Выбрать главу
Первый сказал: ты моя роза. Второй сказал: ты звездочка моя. Третий сказал: ты ангел мой небесный. А четвертый поглядел да и не сказал ничего. Я от зеркала знаю, не роза я, не звездочка, не ангел. Я от зеркала знаю, что те трое мне солгали. А который смолчал, тот и будет моим милым.

Некоторое время хоровод кружился молча. Бедра ходили ходуном, подпрыгивали, раскачивались, виляли. Цыгане и цыганки, сидевшие на откосе над дорогой, что тянулась вдоль луга, заиграли на своих гитарах другой мотив, и плясуны подхватили:

Старый бек, сараевский турок, На весах тянул сто десять око{62}. Его дочка — только тридцать, Убежала она к сербам поскочник поплясать.

Потом парни запели:

Невестушка не девушка, Ни дать ни взять мешок с дырой…

Внезапно разнесся дикий вопль: «Отмыка!»

И к плясунам ринулась горстка парней, которые прятались за изгородью по другую сторону дороги и уж, конечно, были в сговоре с цыганами.

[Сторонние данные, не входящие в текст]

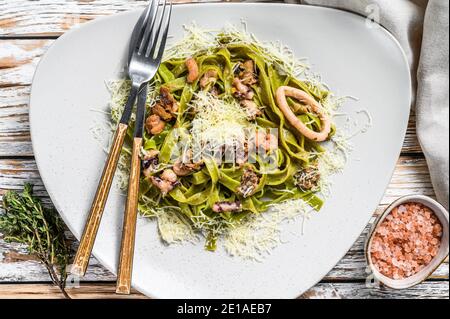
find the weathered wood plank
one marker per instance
(425, 290)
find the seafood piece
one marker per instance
(307, 179)
(249, 183)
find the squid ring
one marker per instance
(315, 107)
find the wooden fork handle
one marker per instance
(98, 205)
(125, 270)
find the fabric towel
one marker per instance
(422, 28)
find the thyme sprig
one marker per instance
(27, 221)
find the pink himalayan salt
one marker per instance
(406, 241)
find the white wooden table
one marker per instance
(27, 29)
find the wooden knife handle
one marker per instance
(98, 205)
(125, 270)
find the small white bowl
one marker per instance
(442, 214)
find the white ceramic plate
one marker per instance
(352, 58)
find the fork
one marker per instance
(147, 47)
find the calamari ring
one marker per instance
(315, 107)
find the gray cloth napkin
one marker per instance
(422, 28)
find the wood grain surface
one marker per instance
(27, 29)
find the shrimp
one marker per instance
(251, 109)
(249, 183)
(268, 142)
(150, 162)
(193, 72)
(315, 107)
(166, 182)
(221, 207)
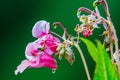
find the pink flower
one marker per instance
(40, 29)
(36, 58)
(87, 32)
(39, 53)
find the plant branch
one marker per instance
(83, 60)
(58, 23)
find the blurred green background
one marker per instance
(17, 17)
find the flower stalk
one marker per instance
(83, 60)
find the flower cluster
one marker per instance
(89, 23)
(39, 53)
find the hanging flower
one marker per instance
(40, 29)
(39, 53)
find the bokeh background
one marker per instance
(17, 17)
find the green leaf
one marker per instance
(91, 49)
(104, 70)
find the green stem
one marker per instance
(83, 60)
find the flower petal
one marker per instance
(24, 64)
(46, 60)
(40, 28)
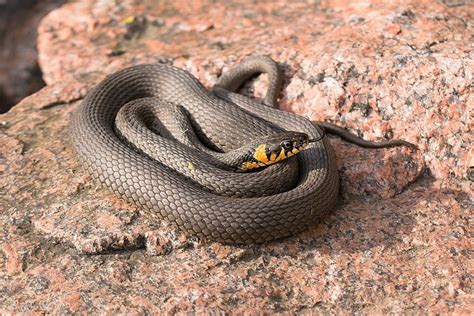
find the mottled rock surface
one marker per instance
(400, 239)
(20, 74)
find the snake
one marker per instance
(212, 162)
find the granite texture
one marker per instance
(399, 240)
(20, 75)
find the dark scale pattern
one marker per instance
(227, 120)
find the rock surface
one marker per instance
(20, 75)
(386, 69)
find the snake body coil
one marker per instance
(225, 120)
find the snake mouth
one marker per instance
(317, 139)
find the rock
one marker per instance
(20, 75)
(383, 69)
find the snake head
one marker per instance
(274, 148)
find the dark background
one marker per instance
(20, 75)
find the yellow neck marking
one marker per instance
(261, 155)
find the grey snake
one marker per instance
(253, 207)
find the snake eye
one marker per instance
(286, 144)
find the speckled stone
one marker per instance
(398, 242)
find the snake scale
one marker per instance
(301, 189)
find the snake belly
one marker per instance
(227, 120)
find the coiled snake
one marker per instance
(278, 201)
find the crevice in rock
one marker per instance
(20, 74)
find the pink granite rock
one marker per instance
(384, 69)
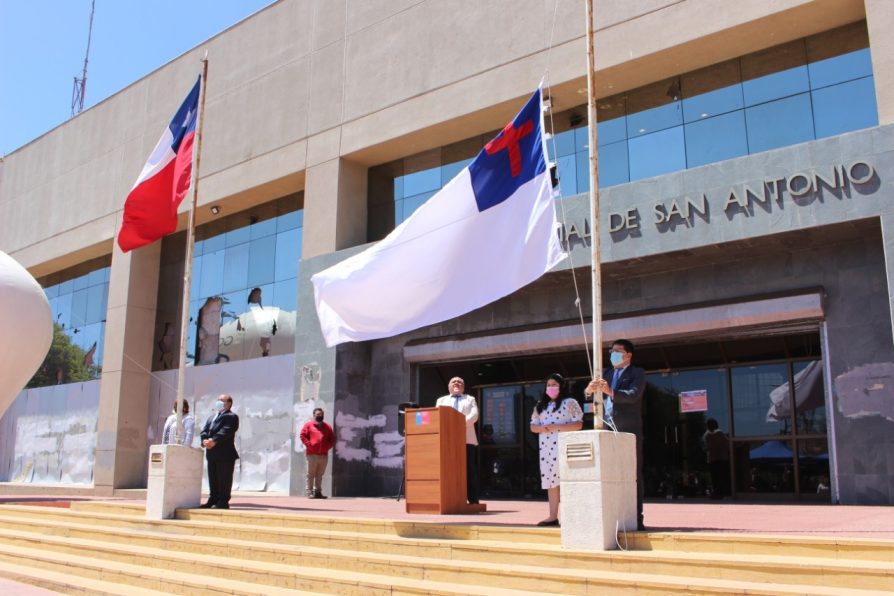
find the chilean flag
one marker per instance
(150, 211)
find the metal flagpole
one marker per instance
(187, 266)
(595, 236)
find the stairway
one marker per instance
(108, 548)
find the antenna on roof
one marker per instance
(80, 84)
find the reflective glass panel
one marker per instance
(261, 261)
(715, 139)
(839, 69)
(79, 308)
(285, 294)
(423, 181)
(613, 167)
(761, 398)
(449, 171)
(654, 107)
(212, 273)
(810, 397)
(288, 253)
(238, 236)
(657, 153)
(567, 166)
(411, 204)
(263, 228)
(845, 107)
(235, 274)
(813, 468)
(96, 303)
(779, 123)
(583, 170)
(563, 143)
(611, 131)
(764, 467)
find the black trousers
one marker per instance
(220, 481)
(472, 473)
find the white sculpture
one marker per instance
(27, 330)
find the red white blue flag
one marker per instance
(150, 211)
(490, 231)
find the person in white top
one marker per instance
(468, 407)
(170, 430)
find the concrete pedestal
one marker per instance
(175, 480)
(597, 471)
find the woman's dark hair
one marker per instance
(544, 398)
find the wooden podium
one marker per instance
(435, 466)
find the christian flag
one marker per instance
(490, 231)
(150, 211)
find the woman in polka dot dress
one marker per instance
(551, 416)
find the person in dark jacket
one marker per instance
(218, 439)
(623, 385)
(318, 439)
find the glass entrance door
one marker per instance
(678, 406)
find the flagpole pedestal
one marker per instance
(175, 480)
(597, 469)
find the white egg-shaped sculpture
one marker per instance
(27, 329)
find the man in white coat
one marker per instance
(465, 405)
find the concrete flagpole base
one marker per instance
(597, 472)
(175, 480)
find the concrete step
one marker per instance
(268, 524)
(411, 529)
(481, 562)
(139, 565)
(277, 579)
(66, 583)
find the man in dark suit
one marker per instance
(218, 436)
(624, 385)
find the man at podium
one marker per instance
(468, 407)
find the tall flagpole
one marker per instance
(190, 242)
(595, 236)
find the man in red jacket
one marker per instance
(318, 439)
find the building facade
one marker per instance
(746, 218)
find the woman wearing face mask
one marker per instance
(553, 414)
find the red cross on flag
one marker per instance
(489, 232)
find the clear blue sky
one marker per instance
(42, 45)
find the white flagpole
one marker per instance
(187, 266)
(595, 236)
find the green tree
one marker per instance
(64, 363)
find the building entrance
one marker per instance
(766, 395)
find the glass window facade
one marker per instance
(799, 91)
(78, 300)
(244, 296)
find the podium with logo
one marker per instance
(435, 467)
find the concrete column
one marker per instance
(121, 450)
(887, 220)
(334, 207)
(880, 23)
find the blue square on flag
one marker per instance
(512, 158)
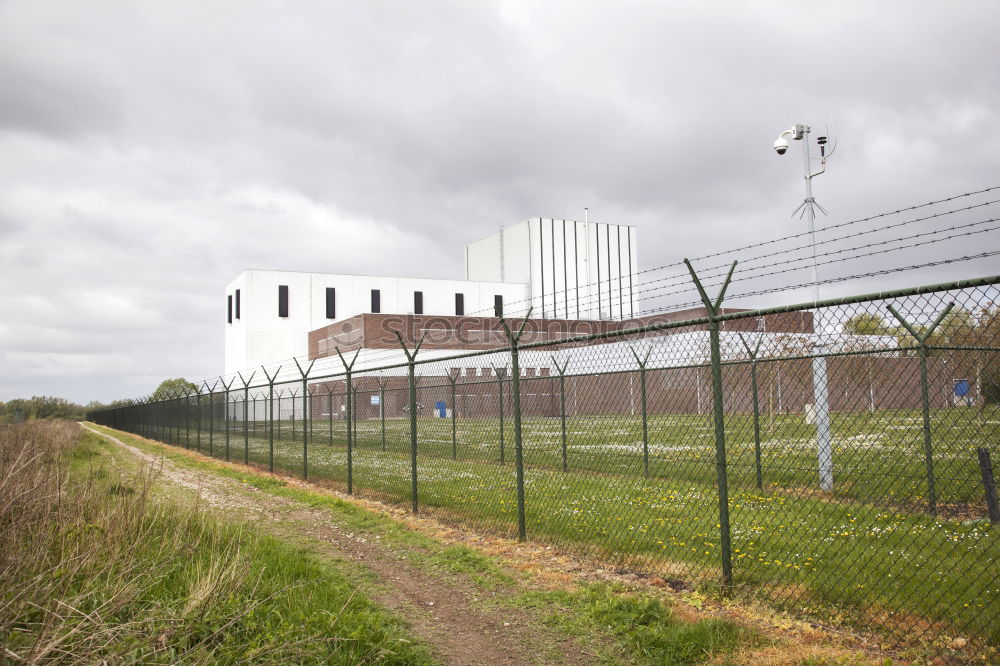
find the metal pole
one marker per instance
(500, 374)
(515, 370)
(381, 410)
(270, 416)
(411, 375)
(720, 422)
(989, 485)
(329, 399)
(756, 406)
(246, 415)
(270, 424)
(562, 405)
(922, 337)
(645, 427)
(756, 423)
(197, 417)
(211, 418)
(454, 429)
(562, 415)
(348, 367)
(824, 442)
(305, 416)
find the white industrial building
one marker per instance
(557, 268)
(572, 270)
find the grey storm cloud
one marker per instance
(149, 152)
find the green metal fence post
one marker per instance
(329, 402)
(720, 422)
(381, 407)
(211, 419)
(500, 373)
(921, 338)
(197, 416)
(645, 422)
(562, 405)
(454, 409)
(354, 412)
(246, 416)
(752, 353)
(515, 372)
(187, 419)
(412, 380)
(226, 411)
(305, 416)
(351, 433)
(270, 416)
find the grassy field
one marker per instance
(878, 457)
(609, 622)
(106, 574)
(868, 550)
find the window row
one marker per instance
(376, 303)
(229, 306)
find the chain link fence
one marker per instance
(831, 459)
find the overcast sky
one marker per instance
(151, 151)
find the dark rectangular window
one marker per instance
(331, 303)
(282, 300)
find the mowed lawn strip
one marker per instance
(648, 624)
(108, 573)
(791, 544)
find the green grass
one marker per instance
(621, 627)
(647, 630)
(109, 573)
(868, 551)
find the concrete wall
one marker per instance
(260, 336)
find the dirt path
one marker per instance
(442, 608)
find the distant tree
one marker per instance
(170, 387)
(39, 407)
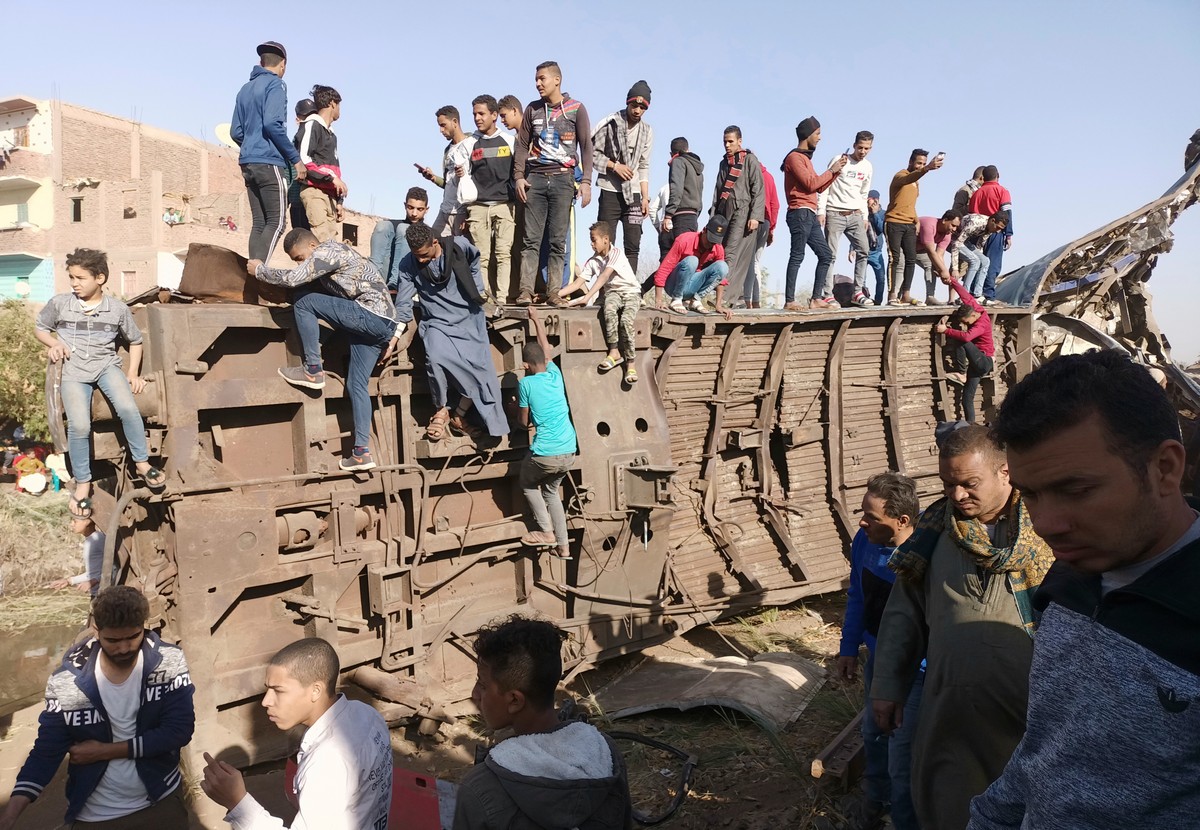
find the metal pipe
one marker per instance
(114, 527)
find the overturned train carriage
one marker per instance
(727, 479)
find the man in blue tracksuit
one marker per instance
(259, 128)
(889, 512)
(877, 257)
(120, 707)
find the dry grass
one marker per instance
(36, 543)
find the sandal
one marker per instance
(461, 426)
(437, 428)
(154, 480)
(79, 509)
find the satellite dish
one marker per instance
(222, 133)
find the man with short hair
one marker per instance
(265, 152)
(343, 288)
(389, 245)
(687, 194)
(509, 109)
(693, 269)
(963, 196)
(841, 209)
(343, 767)
(120, 708)
(553, 139)
(486, 190)
(1111, 739)
(741, 199)
(445, 276)
(877, 256)
(550, 773)
(802, 186)
(889, 511)
(990, 198)
(621, 150)
(969, 244)
(900, 226)
(934, 238)
(963, 601)
(323, 191)
(454, 157)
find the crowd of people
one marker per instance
(1024, 630)
(1031, 653)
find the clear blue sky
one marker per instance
(1085, 107)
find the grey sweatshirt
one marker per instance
(687, 182)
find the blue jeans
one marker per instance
(875, 259)
(977, 270)
(807, 230)
(887, 779)
(388, 247)
(540, 479)
(367, 332)
(77, 403)
(994, 250)
(547, 215)
(687, 282)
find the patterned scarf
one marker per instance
(736, 161)
(1024, 561)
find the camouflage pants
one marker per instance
(619, 312)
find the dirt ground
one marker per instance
(747, 779)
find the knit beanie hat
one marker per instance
(639, 92)
(807, 127)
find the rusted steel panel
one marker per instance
(755, 435)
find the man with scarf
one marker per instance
(739, 197)
(444, 274)
(964, 602)
(621, 150)
(802, 185)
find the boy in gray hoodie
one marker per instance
(550, 774)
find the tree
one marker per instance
(22, 371)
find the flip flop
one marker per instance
(79, 509)
(154, 480)
(437, 428)
(461, 426)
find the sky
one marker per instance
(1083, 106)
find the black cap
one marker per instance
(273, 47)
(717, 228)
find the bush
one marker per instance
(22, 371)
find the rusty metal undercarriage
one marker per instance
(729, 479)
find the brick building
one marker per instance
(75, 178)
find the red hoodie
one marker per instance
(772, 198)
(802, 182)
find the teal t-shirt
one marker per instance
(546, 397)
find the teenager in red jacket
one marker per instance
(975, 350)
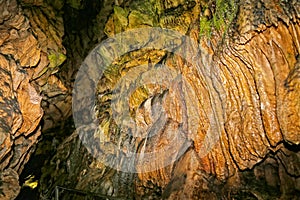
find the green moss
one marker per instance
(222, 17)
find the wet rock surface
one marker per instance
(237, 105)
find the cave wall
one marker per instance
(243, 92)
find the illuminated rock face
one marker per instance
(237, 104)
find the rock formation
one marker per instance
(233, 98)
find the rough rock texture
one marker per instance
(28, 58)
(243, 93)
(237, 104)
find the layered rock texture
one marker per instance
(228, 106)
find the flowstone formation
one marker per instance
(233, 97)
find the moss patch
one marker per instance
(218, 19)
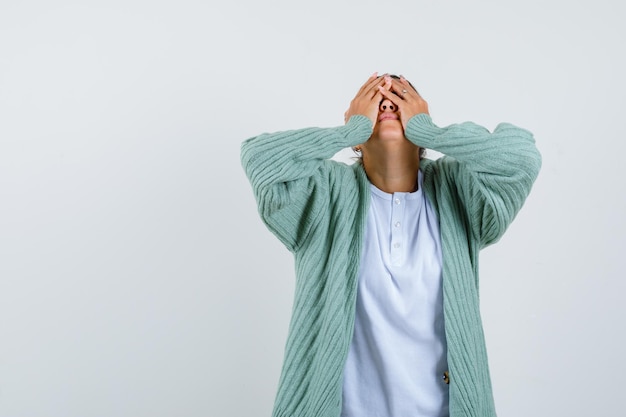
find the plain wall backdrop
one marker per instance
(136, 278)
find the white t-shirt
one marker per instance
(397, 358)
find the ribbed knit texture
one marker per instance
(317, 208)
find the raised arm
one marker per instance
(493, 172)
(289, 171)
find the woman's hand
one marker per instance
(408, 100)
(367, 100)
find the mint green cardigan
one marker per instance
(317, 207)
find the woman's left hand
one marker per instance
(408, 100)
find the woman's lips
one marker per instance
(389, 116)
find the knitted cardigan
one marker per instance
(317, 207)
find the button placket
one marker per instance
(397, 214)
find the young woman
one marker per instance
(386, 318)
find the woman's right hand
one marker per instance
(367, 100)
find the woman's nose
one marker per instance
(387, 105)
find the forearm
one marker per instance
(506, 151)
(291, 155)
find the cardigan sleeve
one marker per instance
(493, 172)
(287, 172)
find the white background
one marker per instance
(136, 278)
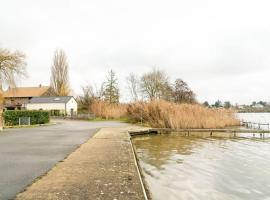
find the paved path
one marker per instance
(27, 153)
(101, 169)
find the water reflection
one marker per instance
(177, 167)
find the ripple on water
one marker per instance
(177, 167)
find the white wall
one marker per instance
(71, 104)
(46, 106)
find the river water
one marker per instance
(185, 168)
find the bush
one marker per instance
(162, 114)
(11, 117)
(106, 110)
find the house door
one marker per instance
(71, 112)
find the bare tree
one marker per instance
(89, 96)
(12, 66)
(154, 84)
(59, 74)
(111, 91)
(133, 86)
(182, 93)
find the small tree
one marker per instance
(182, 93)
(85, 100)
(218, 104)
(227, 104)
(133, 86)
(59, 75)
(111, 91)
(154, 84)
(12, 66)
(206, 104)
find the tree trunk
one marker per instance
(1, 109)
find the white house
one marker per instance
(65, 105)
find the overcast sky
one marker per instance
(221, 48)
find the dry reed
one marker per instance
(106, 110)
(162, 114)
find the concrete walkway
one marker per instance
(28, 153)
(101, 169)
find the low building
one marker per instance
(66, 105)
(258, 105)
(17, 98)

Слыша этот клич — «Отмыка!» — все понимали, что затевается традиционное у южных славян умыкание невесты. Какой-то отвергнутый влюбленный узнал, что его милая пошла на луг плясать коло, собрал горстку друзей и теперь они собирались умыкнуть гордячку. Но момент был выбран неудачно. Плясуньи с испуганным визгом попрятались за спины плясунов, среди которых был, возможно, и удачливый соперник похитителя. Натолкнувшись на мгновенный отпор, похитители в смущении остановились. Их было только шестеро, а парней-плясунов одиннадцать, да столько же девушек. Девушки шушукались:

«Это все Омер-портняжка. Он хочет умыкнуть Мару».

Омер возглавлял «отмыкарей»; коренастый, чернявый, крепкий как бычок, он дрожал от ярости. Цыгане пощипывали гитарные струны. Глаза Омера сверкнули. Он шагнул вперед и затянул:

Igra kolo, igra kolo nadvadeset idva. U tom kolu, u tom kolu, lipa Mara igra. Kakva Mara, kakva Mara, medna asta una…
Кружит коло, кружит коло, за парою пара. Пляшет в этом хороводе красавица Мара. Ах, медвяные уста у пригожей Мары…

Один из защитников девушек, видный парень, высокий и худощавый, перебил его:

— Омер, сам понимаешь, когда у нас не знают, как зовут девушку, или не хотят называть ее по имени, ее кличут Мара. Ты скажи, про какую девушку кричал «Отмыка!», чтобы она могла себя защитить.

Омер крикнул:

— Про Мару, дочку старого Тенсо.

Миловидная мордашка Мары, смуглая и перепуганная, показалась из-за спин защитников, и девушка сказала:

— Омер, я тебе не желаю зла. Довольно ты попел у меня под окнами и зимой, и летом. Но я тебе ни разу не отвечала. Хорошие ты песни знаешь, но замуж за тебя я не хочу.

Плясуны и плясуньи крикнули: «Прощай, Омер!» — и зашагали к деревне.

«Отмыкари» не препятствовали их отступлению, но, когда цыгане на дороге заиграли «Литании Марко», похитители загнусавили на этот мотив женоненавистническую песенку, которая должна была оскорбить Мару:

Марко, от женщин избави нас, Марко, от этих гадин избави нас, Марко, от этих шлюшек избави нас, Марко, от этих тварей избави нас, Марко, от изменниц подлых избави нас…

Затем Омер в ярости обернулся к товарищам: — А я-то вокруг нее увивался! В прошлом году с ней еще можно было сладить. После коло она угощалась медовым курабье, сливовым пирогом, пшеничными лепешками, топленым свиным салом и медом, что я носил ей из дому. А потом побывала в городе. Насмотрелась там на итальянцев, и евреев, и турков, и венцев, и мало ли на кого еще, может статься, даже на греков, а я их терпеть не могу и всякий раз, как увижу грека, показываю ему пятерню и говорю «Пенде!», потому что для них это самое страшное оскорбление, какое только можно выдумать!

Один из «отмыкарей» возразил:

— Если она видела город, заполучить ее будет нелегко. Да и отец ее тоже кое-что знает о городской жизни. Теперь он презирает древние установления нашего роду-племени и, того и гляди, жалобу подаст. Если поступит жалоба на традиционную «отмыку», похитителей строго накажут, а девушку вернут отцу с жандармами.